Kecerdasan akidah, adalah kecerdasan teologis,
sebuah kemampuan penalaran yang berbasis keyakinan bahwa segala sesuatu di
dunia ini ada yang menciptakannya. Kecerdasan akidah juga sebagai kecerdasan
fundamentalisasi dan radikalisasi yang kini sudah disalahgunakan oleh
kelompok-kelompok ekstrimis yang sering juga disebut kelompok fundamentalis dan
radikalis, bahkan teroris. Jadi, kecerdasan akidah, atau tajdidul-’aqidah,
bukan mengarah pada ekstrimitas dan eksklusifitas, melainkan mengarah ke
ekstrainitas dan inklusifitas, yang berbasis pada pluralitas dan atau
liberalitas.
Kecerdasan akhlak, adalah kemampuan dan
sekaligus mewujudkan akhlakul-karimah, yang sesungguhnya telah dicontohkan oleh
Allah Swt dan Rasul-Nya. Konsep “al-Rahman” yang menegaskan Allah sangat
toleran terhadap semua jenis watak, suku, agama, keyakinan bangsa manapun,
hampir tidak pernah ditelaah oleh kebanyakan Muslim yang mengaku taat beragama.

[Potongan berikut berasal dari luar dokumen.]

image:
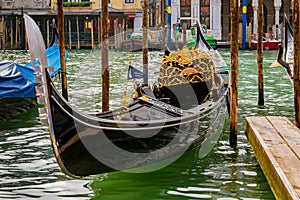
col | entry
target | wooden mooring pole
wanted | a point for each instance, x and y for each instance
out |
(296, 62)
(61, 35)
(104, 57)
(260, 54)
(145, 40)
(234, 49)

Akhlak, adalah ilmu terapan yang berbasis pada Wahyu. Dalam implementasinya
disebut dengan “hablun minanas”, yang
secara nyata menyangkut persoalan etika dan moral. Persoalan etika lebih
berbasis pada ilmu, sedangkan moral berbasis pada budaya.
Kecerdasan ibadah, adalah tajdidul-Ibadah,
sebagai awal dan sumber kekuatan batin yang akan menepis segala kegundahan dan
kegalauan, adalah kemampuan menelaah untuk mengetahui sekaligus mengamalkan
persoalan ritualitas terpandu oleh Wahyu (al-Qur’an dan Sunnah) yang sifatnya absolut mutlak yang secara
lahiriyah bersifat monoton, tidak memerlukan penambahan atau pengurangan.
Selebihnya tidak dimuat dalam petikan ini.